Ничего, однако, не получилось. Он несколько раз звонил, и каждый раз ему отвечал женский голос. Не оставалось ничего другого, как посетить Мереи на квартире. Но и здесь Корнера постигла неудача. В Буде, на улице Алдаш, как раз у нужного ему дома, собралось много молодых людей. Вероятно, рядом помещался молодежный клуб. Корнер не рискнул заходить в подъезд.

В надежде, что молодежь здесь долго стоять не будет, Корнер битых два часа расхаживал по соседним улицам. Однако ничего не получилось. Молодые люди и не думали уходить. Кто-то принес аккордеон. Раздались веселые песни…

Поздним вечером, уставший, голодный, а главное донельзя раздосадованный неудачей, Корнер вернулся в гостиницу. Портье, пожилой лысый мужчина с добродушным лицом, подал ему ключ от комнаты.

— Макс Гупперт? — спросил он.

— Да.

— Вот ваш паспорт, — сказал портье.

— Ладно, — небрежно бросил Корнер.

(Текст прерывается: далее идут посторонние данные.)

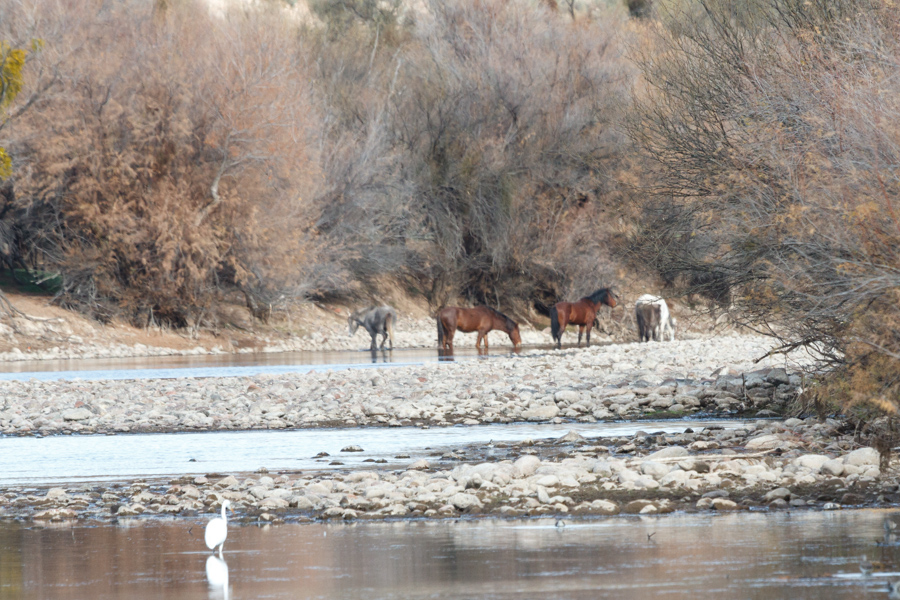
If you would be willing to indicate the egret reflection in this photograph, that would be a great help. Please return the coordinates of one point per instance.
(217, 576)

И, сунув документ в карман, заговорщически подмигнул портье:

— Послушайте, старина, хотел бы я попробовать вашего знаменитого напитка. Как он называется? Кажется, палинка… Вот двадцать форинтов — хватит? Прошу, скажите, пусть пришлют в номер.

— Хорошо… Я скажу…

Портье сдержал обещание. Едва Корнер успел зайти в номер, как в дверь постучали. Вошла хорошенькая черноглазая официантка из гостиничного кафе, которую Корнер приметил еще во время завтрака. В ее руках был поднос.

— Вы заказывали? — спросила она по-немецки.

— Да, да. Поставьте на столик.

Девушка сняла с подноса бутылку. Рядом она положила сдачу.

— Мелочь можете взять себе, красавица, — милостиво разрешил Корнер. Он так и впился взглядом в точеные ножки девушки.

Та вся вспыхнула.

— Спасибо, но у нас это не принято…

Она замялась, не зная, как назвать иностранного гостя — товарищ, гражданин или господин. Затем быстро повернулась и вышла из комнаты.

Корнер недоуменно посмотрел ей вслед. Чтобы официантка отказывалась от таких щедрых чаевых?..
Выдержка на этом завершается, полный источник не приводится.